As alucinações “não parecem ter diminuído”, diz ela. “Se algo mudou, é que estão se tornando mais frequentes.” E não se trata de casos isolados envolvendo firmas locais pouco conhecidas, afirma. São advogados de alto nível cometendo erros significativos e constrangedores com o uso de IA. Ela se preocupa com o fato de que esses erros também estejam aparecendo com mais frequência em documentos que não são redigidos diretamente por advogados, como relatórios de peritos (em dezembro, um professor de Stanford e especialista em IA admitiu ter incluído erros gerados por inteligência artificial em seu testemunho).
Contei a Grossman que acho tudo isso um pouco surpreendente. Advogados, mais do que a maioria das pessoas, são obcecados por precisão linguística. Escolhem suas palavras com cuidado. Por que tantos estão cometendo esse tipo de erro?

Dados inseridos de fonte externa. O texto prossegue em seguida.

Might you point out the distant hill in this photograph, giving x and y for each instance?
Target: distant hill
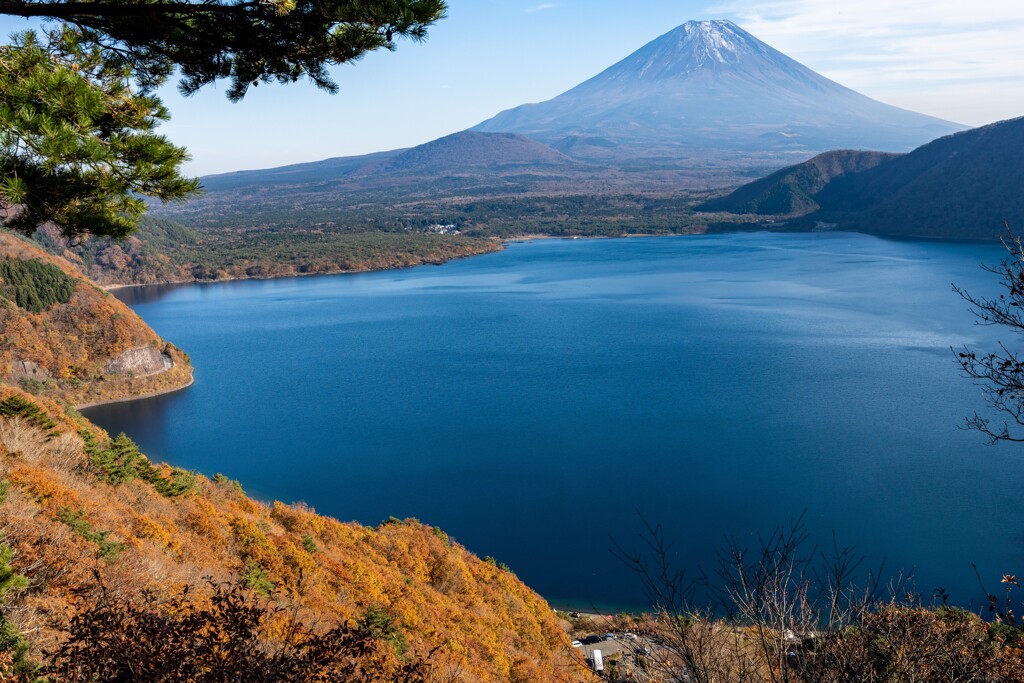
(793, 190)
(469, 150)
(963, 186)
(711, 85)
(294, 174)
(64, 337)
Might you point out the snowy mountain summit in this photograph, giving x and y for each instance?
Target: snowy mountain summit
(712, 86)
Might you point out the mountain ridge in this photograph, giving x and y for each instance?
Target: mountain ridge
(712, 85)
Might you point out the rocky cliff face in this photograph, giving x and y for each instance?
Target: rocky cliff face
(84, 347)
(139, 361)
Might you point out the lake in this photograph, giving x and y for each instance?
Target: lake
(534, 402)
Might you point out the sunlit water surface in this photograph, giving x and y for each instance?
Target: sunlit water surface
(532, 401)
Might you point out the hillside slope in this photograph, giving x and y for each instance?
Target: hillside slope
(86, 515)
(793, 190)
(961, 186)
(64, 337)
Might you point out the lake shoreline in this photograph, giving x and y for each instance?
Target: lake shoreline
(284, 275)
(152, 394)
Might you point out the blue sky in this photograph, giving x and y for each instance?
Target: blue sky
(951, 58)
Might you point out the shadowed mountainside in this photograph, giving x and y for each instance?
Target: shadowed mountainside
(793, 190)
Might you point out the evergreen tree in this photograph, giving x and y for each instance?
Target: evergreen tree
(77, 114)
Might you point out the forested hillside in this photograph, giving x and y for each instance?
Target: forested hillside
(164, 251)
(793, 190)
(963, 185)
(89, 519)
(62, 337)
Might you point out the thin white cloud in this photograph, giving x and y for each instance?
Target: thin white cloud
(957, 59)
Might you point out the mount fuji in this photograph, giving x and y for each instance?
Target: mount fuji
(712, 86)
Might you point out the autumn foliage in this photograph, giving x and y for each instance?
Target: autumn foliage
(69, 521)
(67, 330)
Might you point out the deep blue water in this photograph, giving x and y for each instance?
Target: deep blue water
(531, 401)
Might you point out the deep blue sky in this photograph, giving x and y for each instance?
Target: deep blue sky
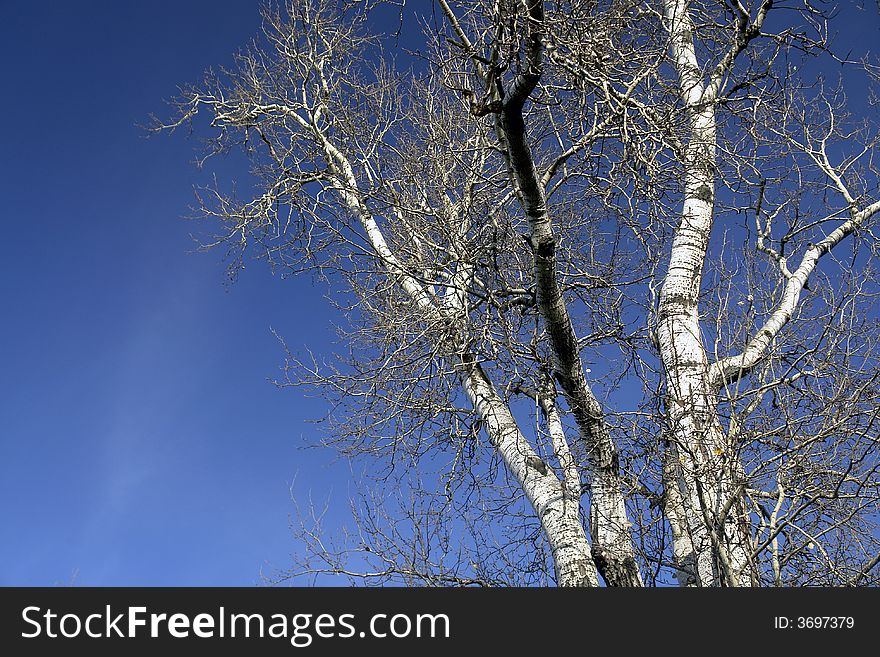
(140, 443)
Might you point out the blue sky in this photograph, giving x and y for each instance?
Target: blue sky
(140, 442)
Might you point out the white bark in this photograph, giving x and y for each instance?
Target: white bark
(610, 527)
(547, 495)
(698, 478)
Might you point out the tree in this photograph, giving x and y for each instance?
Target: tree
(672, 193)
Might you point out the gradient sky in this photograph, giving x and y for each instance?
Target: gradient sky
(140, 442)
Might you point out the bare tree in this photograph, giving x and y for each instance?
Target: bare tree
(670, 193)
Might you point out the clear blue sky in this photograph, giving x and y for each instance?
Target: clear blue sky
(140, 443)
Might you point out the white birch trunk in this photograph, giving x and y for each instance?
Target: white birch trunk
(699, 476)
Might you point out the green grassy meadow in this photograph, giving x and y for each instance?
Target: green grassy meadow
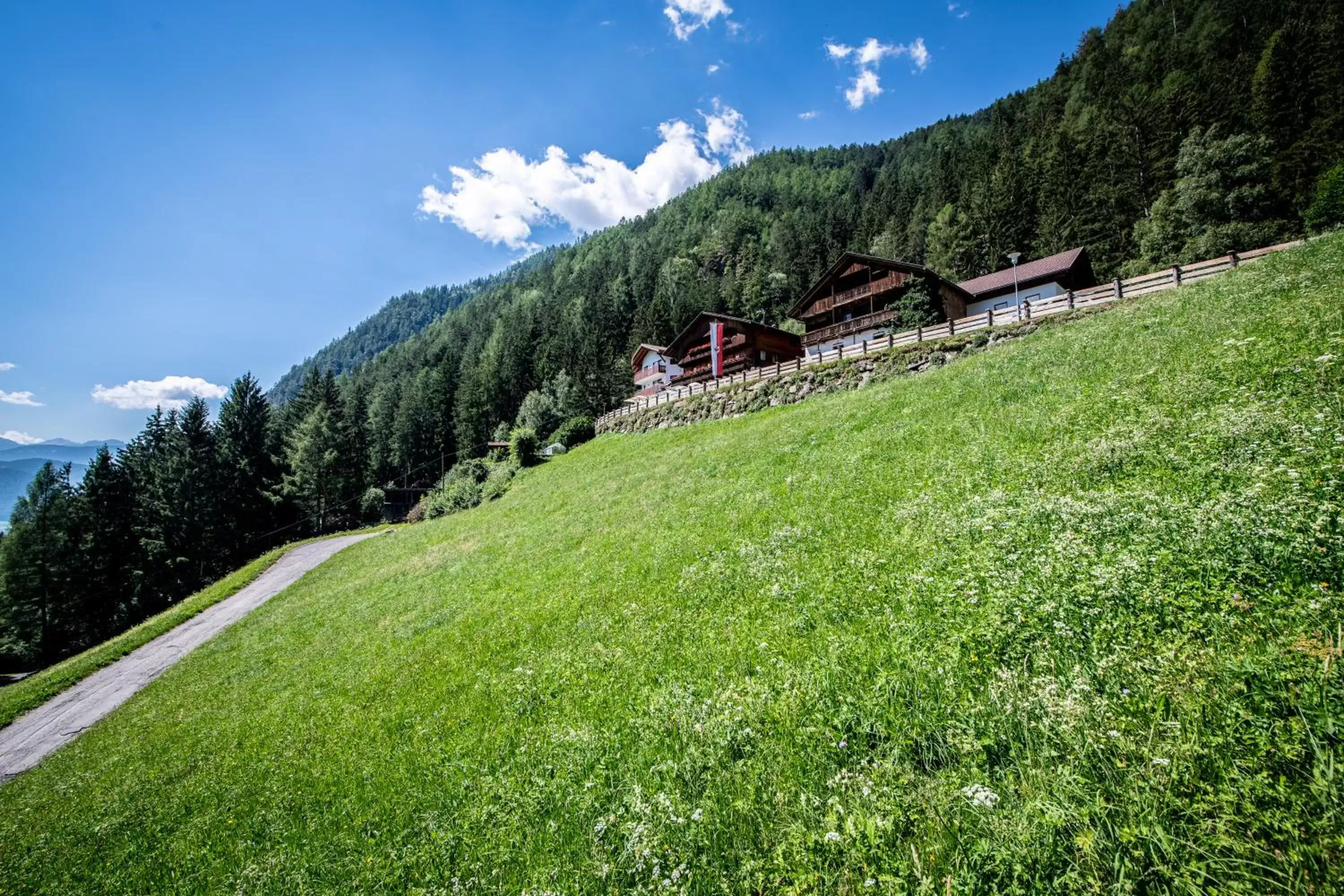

“Os advogados se dividem em dois grupos”, diz ela. “O primeiro tem pavor e prefere não usar a tecnologia de forma alguma.” Mas há também os que adotam cedo as novidades. São advogados com pouco tempo ou que não contam com uma equipe de apoio para ajudar na elaboração de petições. Eles estão ansiosos por uma tecnologia que os ajude a redigir documentos sob pressão de prazos. E nem sempre verificam com rigor o que a IA produziu.
O fato de que até advogados de alto escalão, cuja profissão gira em torno da análise minuciosa da linguagem, continuem sendo flagrados cometendo erros introduzidos pela IA diz algo sobre como a maioria de nós encara essa tecnologia hoje. Repetem-nos constantemente que a IA comete erros, mas os modelos de linguagem ainda soam como mágica. Fazemos uma pergunta complexa e recebemos uma resposta que parece ponderada e inteligente. Com o tempo, os modelos de IA passam a exibir uma aura de autoridade. E acabamos confiando.
“Pressupomos que, pelo fato de esses grandes modelos de linguagem serem tão fluentes, isso também significa que são precisos”, diz Grossman. “Todos nós, de certa forma, caímos nesse modo de confiança porque o tom parece autoritário.” Advogados estão acostumados a revisar o trabalho de colegas mais jovens ou estagiários, mas, por algum motivo, Grossman afirma que esse ceticismo não é aplicado à IA.
Sabemos desse problema desde o lançamento do ChatGPT, há quase três anos, mas a solução recomendada pouco evoluiu desde então: não confie em tudo o que lê e verifique o que o modelo de IA afirma. À medida que essas ferramentas são incorporadas a um número cada vez maior de plataformas, essa orientação me parece cada vez mais insatisfatória diante de uma das falhas mais fundamentais da IA.
As alucinações fazem parte do modo como os grandes modelos de linguagem funcionam. Mesmo assim, há empresas vendendo ferramentas de IA generativa voltadas para advogados que alegam oferecer resultados confiáveis. “Tenha confiança de que sua pesquisa é precisa e completa”, diz o site da Westlaw Precision. Já o site da CoCounsel afirma que sua IA é “baseada em conteúdo com autoridade”. Isso, no entanto, não impediu que seu cliente, o escritório Ellis George, fosse multado em 31 mil dólares.
Tenho cada vez mais empatia por quem confia mais na IA do que deveria. Afinal, vivemos uma época em que os próprios criadores dessa tecnologia afirmam que ela é tão poderosa que deveria ser tratada como armamento nuclear. Os modelos de IA aprenderam com praticamente tudo o que a humanidade já escreveu e estão cada vez mais presentes na nossa vida digital. Se as pessoas não devem confiar cegamente no que esses modelos dizem, talvez mereçam ser lembradas disso com mais frequência, especialmente por parte das empresas que os desenvolvem.